И тогда заговорил Фомин. Он попросил Витю и Толю выйти в коридор. Вместе с ними ушел — по неотложным делам — отец Толи. Фомин спросил Павла Яковлевича не о Вите, а о Горелове. «Вам Горелов не нравится?»— спросил Фомин напрямик.

«Без виляний? — Павел Яковлевич улыбнулся и сам себя поправил: — Впрочем, здесь, у вас, нельзя не отвечать начистоту. — Он сделал небольшую паузу, вытер лоб белоснежным платком.— Да, мне Горелов глубоко несимпатичен.Я бы не сказал о нем ни одного дурного слова, если бы он погиб… Но он, слава богу, жив, поправляется, и я могу это сказать.

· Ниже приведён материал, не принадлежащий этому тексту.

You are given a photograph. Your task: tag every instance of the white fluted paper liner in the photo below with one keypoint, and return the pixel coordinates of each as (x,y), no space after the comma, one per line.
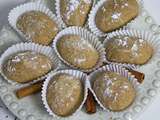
(86,35)
(57,8)
(113,68)
(145,35)
(21,47)
(80,75)
(92,15)
(15,13)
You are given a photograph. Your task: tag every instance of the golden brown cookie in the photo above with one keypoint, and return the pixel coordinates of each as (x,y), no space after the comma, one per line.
(77,51)
(64,94)
(132,50)
(114,14)
(114,91)
(26,66)
(38,27)
(75,12)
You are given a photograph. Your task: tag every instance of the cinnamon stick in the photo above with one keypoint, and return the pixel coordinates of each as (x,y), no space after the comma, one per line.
(90,103)
(29,90)
(140,76)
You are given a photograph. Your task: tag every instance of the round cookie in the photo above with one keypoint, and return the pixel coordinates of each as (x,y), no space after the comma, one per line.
(114,91)
(38,27)
(26,66)
(125,49)
(65,94)
(75,12)
(114,14)
(77,52)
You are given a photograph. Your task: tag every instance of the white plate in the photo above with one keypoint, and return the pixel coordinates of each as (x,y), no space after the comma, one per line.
(31,108)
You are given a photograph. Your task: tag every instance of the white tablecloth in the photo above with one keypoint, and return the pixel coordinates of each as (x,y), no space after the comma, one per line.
(153,6)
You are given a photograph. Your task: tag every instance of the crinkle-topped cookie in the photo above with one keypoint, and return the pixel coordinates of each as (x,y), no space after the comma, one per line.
(75,12)
(77,51)
(114,14)
(125,49)
(37,26)
(114,91)
(65,94)
(26,66)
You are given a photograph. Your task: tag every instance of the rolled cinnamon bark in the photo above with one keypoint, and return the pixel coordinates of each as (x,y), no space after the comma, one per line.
(140,76)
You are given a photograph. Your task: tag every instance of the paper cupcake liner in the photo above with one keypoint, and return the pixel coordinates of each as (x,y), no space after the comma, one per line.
(15,13)
(114,68)
(57,8)
(145,35)
(75,73)
(92,15)
(20,47)
(92,39)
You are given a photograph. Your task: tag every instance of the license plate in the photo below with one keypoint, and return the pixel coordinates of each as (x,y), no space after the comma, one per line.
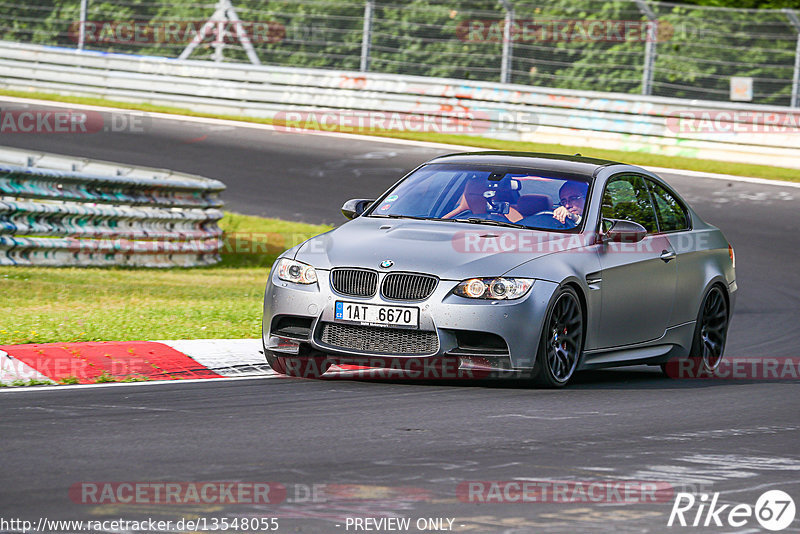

Дочь моя пережила огромное потрясение, я уступил ей, она теперь рада, счастлива, но у меня не лежит к нему сердце, тут уж ничего не поделаешь».

«Но причина? — допытывался Фомин. — Должна быть причина!»

Павел Яковлевич поглядел на него с сочувствием, как на очень молодого, совсем еще зеленого:

«Чтобы понять мою причину, надо прожить с мое».

…Володя тайно торжествовал. Лучшего подарка, чем этот рассказ, Валентина Петровна не могла бы и нарочно придумать. «Я был тысячу раз прав в своих расчетах на новости, стекающиеся в больницу. Но каков Павел Яковлевич! В сложнейшей ситуации, когда его сын почти причастен к случаю на Фабричной — Фома дал это ясно понять!— Павел Яковлевич откровенно говорит о своей неприязни к Горелову. Вот его реакция на прямолинейность Фомы: ты мне прямо, и я тебе прямо. Отличный ход! Павел Яковлевич прекрасно понимает, что появление на Фабричной в ночной час его сына— это, конечно, не алиби для него самого, но… но, несомненно, отводит подозрения… По всем законам логики. Однако всегда ли при расследовании надо исходить из логики? Павел Яковлевич способен действовать не по шаблону… И он абсолютно уверен, что его сын не причастен к случаю на Фабричной. Откуда такая уверенность? Только от знания. Он знает, кто преступник».